NL: In your book you say that the line in the 23rd Psalm: “He leads me along straight paths” is actually an incorrect translation of the Hebrew. And that the proper meaning of the Hebrew is that God leads us along circuitous paths that turn out to be straight in the end. Are you saying that God leads along circuitous paths, and then that we’ll look back and we’ll realize that it all made sense?

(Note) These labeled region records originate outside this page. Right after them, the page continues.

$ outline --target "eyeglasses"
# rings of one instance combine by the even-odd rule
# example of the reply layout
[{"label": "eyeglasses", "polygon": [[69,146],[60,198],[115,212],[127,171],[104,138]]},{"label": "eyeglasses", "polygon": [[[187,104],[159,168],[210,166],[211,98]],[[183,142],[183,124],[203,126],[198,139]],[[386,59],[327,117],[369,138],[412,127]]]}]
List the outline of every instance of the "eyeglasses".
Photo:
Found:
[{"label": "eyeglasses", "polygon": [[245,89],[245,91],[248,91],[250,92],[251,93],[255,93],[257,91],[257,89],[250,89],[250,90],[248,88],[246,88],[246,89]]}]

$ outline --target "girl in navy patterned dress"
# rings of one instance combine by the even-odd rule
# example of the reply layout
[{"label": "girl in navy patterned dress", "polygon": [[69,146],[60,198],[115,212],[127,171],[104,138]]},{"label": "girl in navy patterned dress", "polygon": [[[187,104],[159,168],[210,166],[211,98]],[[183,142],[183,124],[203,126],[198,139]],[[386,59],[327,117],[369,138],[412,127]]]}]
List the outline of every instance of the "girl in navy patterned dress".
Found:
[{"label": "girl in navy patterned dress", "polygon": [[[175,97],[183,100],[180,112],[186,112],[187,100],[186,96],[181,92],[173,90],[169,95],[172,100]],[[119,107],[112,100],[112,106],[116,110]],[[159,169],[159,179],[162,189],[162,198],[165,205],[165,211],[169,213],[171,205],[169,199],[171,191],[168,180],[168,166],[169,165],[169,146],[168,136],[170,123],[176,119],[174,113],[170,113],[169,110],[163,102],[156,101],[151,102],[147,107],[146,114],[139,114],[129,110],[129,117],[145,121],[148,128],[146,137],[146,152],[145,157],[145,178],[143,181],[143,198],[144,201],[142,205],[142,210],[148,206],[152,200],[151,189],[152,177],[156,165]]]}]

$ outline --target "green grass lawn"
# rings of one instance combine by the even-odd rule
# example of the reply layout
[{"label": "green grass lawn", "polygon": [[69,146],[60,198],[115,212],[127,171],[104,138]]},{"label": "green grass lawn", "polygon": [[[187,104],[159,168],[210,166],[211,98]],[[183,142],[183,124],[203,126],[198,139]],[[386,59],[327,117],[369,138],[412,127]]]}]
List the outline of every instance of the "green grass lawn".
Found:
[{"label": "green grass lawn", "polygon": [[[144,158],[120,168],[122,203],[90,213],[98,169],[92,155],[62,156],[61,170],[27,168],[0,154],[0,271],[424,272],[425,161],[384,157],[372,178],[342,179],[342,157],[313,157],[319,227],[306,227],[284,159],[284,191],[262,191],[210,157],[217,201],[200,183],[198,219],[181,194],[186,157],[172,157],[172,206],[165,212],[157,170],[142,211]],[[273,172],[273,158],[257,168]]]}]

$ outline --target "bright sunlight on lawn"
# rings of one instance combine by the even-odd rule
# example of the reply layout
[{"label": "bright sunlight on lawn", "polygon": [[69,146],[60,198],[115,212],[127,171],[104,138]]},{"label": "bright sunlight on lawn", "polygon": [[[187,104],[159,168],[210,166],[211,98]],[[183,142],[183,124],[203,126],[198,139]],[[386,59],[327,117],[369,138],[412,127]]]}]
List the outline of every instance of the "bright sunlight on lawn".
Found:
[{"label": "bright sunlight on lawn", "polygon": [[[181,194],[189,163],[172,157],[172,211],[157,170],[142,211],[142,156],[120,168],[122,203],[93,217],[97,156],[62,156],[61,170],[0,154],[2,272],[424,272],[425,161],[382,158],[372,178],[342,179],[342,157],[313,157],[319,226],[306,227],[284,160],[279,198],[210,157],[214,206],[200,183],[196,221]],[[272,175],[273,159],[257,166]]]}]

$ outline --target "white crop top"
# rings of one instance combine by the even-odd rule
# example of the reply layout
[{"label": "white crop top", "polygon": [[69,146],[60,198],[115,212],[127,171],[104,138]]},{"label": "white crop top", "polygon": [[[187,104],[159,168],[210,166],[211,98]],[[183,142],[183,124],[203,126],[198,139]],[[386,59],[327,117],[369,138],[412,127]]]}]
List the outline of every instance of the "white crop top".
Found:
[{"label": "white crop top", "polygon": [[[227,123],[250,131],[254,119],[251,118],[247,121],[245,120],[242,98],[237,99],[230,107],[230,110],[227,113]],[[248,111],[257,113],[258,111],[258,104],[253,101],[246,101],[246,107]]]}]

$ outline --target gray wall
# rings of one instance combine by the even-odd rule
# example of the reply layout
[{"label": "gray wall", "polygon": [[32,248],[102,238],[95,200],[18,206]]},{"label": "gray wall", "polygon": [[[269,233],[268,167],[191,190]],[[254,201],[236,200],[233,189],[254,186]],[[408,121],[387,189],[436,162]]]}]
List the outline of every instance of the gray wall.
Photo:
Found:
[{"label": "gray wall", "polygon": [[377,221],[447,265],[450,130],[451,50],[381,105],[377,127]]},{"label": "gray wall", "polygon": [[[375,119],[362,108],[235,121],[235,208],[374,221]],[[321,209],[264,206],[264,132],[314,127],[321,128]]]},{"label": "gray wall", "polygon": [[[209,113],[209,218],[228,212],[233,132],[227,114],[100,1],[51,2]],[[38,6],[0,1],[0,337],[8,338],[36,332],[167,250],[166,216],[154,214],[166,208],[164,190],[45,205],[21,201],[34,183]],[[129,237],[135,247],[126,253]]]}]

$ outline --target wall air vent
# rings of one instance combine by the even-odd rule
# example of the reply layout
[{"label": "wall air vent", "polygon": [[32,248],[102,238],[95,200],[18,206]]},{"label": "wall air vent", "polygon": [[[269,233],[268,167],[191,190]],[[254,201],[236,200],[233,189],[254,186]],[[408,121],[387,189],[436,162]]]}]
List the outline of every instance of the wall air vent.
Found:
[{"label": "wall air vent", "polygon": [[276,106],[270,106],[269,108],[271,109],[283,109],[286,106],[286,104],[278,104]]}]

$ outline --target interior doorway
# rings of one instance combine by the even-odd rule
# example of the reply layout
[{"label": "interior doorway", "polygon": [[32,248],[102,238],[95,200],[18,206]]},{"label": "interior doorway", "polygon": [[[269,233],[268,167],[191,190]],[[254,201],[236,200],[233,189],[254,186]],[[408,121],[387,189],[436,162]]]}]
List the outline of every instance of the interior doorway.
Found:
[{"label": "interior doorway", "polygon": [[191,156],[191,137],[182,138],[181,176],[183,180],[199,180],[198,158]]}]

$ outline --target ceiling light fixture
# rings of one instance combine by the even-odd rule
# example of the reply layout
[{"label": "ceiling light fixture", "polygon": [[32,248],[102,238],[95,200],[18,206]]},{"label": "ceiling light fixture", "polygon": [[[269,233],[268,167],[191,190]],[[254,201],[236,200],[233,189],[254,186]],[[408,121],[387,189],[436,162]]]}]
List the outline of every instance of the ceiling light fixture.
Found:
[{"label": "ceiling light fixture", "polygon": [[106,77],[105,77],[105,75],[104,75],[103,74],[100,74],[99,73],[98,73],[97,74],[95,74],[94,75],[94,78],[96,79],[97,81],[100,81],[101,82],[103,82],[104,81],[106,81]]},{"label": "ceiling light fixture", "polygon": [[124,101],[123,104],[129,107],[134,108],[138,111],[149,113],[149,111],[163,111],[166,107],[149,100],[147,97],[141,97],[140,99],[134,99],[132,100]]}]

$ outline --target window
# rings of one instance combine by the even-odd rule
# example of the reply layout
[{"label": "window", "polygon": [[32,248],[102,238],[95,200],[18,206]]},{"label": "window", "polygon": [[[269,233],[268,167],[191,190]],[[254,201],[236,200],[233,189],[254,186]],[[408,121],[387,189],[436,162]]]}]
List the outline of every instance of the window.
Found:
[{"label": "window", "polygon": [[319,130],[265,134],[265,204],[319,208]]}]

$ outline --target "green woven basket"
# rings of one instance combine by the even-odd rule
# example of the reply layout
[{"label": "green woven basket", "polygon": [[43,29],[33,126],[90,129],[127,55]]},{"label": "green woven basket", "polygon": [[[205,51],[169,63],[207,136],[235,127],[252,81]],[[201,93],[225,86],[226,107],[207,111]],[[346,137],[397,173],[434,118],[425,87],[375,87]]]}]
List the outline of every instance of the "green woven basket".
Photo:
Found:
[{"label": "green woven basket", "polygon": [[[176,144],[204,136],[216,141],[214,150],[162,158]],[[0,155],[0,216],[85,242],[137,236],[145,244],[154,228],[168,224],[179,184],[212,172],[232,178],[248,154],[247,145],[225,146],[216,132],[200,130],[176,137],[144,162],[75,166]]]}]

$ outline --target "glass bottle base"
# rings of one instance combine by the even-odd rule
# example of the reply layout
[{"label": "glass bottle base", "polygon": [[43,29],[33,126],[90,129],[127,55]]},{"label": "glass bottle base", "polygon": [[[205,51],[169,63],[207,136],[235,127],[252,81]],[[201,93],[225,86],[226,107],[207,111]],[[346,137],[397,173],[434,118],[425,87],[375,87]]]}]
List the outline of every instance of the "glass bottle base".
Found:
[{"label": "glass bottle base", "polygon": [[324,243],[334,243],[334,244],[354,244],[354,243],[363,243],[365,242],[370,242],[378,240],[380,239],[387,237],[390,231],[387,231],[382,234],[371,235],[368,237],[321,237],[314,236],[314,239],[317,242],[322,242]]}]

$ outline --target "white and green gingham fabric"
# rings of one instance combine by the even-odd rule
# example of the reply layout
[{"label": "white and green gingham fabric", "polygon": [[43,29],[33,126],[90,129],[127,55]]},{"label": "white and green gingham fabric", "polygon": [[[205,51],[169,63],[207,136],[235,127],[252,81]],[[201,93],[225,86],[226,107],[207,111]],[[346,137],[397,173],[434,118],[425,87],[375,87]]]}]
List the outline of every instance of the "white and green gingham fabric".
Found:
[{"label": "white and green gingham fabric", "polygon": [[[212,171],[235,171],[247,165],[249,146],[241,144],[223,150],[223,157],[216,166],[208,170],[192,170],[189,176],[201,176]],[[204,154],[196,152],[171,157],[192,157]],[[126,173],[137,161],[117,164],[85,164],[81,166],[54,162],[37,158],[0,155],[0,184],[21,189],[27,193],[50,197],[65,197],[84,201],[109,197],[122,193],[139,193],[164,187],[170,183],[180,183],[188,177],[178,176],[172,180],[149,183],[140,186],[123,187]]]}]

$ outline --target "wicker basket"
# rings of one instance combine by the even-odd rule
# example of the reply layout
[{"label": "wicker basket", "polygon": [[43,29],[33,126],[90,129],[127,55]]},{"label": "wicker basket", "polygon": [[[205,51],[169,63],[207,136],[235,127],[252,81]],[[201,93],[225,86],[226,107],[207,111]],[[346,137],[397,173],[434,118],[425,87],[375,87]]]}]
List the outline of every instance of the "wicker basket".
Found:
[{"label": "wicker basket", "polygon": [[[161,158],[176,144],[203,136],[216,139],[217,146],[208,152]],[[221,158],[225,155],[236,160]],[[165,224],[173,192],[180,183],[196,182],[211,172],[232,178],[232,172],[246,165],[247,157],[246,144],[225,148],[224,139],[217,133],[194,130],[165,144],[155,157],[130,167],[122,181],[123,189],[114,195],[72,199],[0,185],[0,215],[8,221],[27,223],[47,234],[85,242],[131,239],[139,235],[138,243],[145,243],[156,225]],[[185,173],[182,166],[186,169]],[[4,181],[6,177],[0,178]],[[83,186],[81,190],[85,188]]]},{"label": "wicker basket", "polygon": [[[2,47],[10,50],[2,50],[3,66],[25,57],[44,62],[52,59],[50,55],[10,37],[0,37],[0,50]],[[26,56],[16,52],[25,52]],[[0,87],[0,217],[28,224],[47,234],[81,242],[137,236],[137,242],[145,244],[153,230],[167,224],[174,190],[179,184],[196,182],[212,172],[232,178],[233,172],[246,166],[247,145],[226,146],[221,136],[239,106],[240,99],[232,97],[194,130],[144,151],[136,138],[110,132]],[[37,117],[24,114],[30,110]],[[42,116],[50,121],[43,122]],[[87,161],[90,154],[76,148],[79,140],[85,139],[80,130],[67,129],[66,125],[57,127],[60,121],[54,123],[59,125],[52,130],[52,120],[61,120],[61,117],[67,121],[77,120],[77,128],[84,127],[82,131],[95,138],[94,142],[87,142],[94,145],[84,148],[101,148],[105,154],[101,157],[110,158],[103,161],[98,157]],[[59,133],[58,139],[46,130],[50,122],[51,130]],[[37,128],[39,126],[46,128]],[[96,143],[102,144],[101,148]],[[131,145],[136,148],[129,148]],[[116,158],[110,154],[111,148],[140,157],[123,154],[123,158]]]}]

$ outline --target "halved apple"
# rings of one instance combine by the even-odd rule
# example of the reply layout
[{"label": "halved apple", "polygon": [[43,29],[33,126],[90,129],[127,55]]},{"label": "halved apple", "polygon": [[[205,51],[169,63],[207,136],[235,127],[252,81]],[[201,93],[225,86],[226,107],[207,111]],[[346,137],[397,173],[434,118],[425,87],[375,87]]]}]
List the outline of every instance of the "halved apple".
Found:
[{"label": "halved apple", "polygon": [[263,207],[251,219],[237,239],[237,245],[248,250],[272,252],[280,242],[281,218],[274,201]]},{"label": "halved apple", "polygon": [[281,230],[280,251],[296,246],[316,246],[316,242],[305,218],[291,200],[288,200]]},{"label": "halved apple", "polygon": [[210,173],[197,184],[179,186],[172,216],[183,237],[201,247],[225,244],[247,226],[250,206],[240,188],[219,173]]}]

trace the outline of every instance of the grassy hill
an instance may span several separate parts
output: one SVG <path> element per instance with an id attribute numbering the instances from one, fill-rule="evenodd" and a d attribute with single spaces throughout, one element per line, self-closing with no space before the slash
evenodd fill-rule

HK: I’m saying two things. One, it’s possible the psalmist believes that’s what God does. Secondly, I think God’s role is that when our life become tortuous, which of course means twisted, God will sometimes intervene to show us the way through. For example, a woman is dumped by her husband for a younger woman, and she feels terribly rejected. I cannot believe that God puppeteered this to teach her a lesson or to cause her to grow spiritually, or to make sure she ends up with the right guy. I think it happened because her husband was selfish and inconsiderate. God’s role, I think, is to give her the strength of character not to let that event define her as an unlovable, rejected woman, but to make her the kind of person who will be able to love again and ultimately to find someone to share her life with. God is not stage managing the whole problem the way a scriptwriter does.
NL: You don’t read divine intention into the path that our lives take?
HK: No, I don’t. Because, you see, that would force me to say that God wanted my son to die a horrible death so that I would write a book.
NL: This book is also a book of comfort, with, it seems, something important to say as we enter Rosh Hashanah and Yom Kippur.
HK: I think there are two messages. One is, with every scary thing that’s going on in the world the message of the psalm is don’t be afraid. Not because this will be a year of good news. Don’t be afraid because whatever happens you’ll be able to handle it. Did you know the mitzvah most commonly repeated in the Torah is, “Don’t be afraid?” I think that’s what the psalm comes to tell us. Secondly, when at the High Holidays, at Yizkor time or at any other time, even though the shul is so crowded, we are painfully aware of the empty seats, the people who once shared the holidays with us [who] are no longer there. I think God’s message is that there’s a sense in which they are still there. Death can take them out of our future, but not out of our past.
What God calls on us to do if we’re still grieving for them is to find our way through the valley of the shadow back into the sunlight again. And I think the question is: “What can God do to help me in an uncertain and scary world?” The answer I find is God can’t guarantee happy endings. God guarantees that He’ll be there to help you.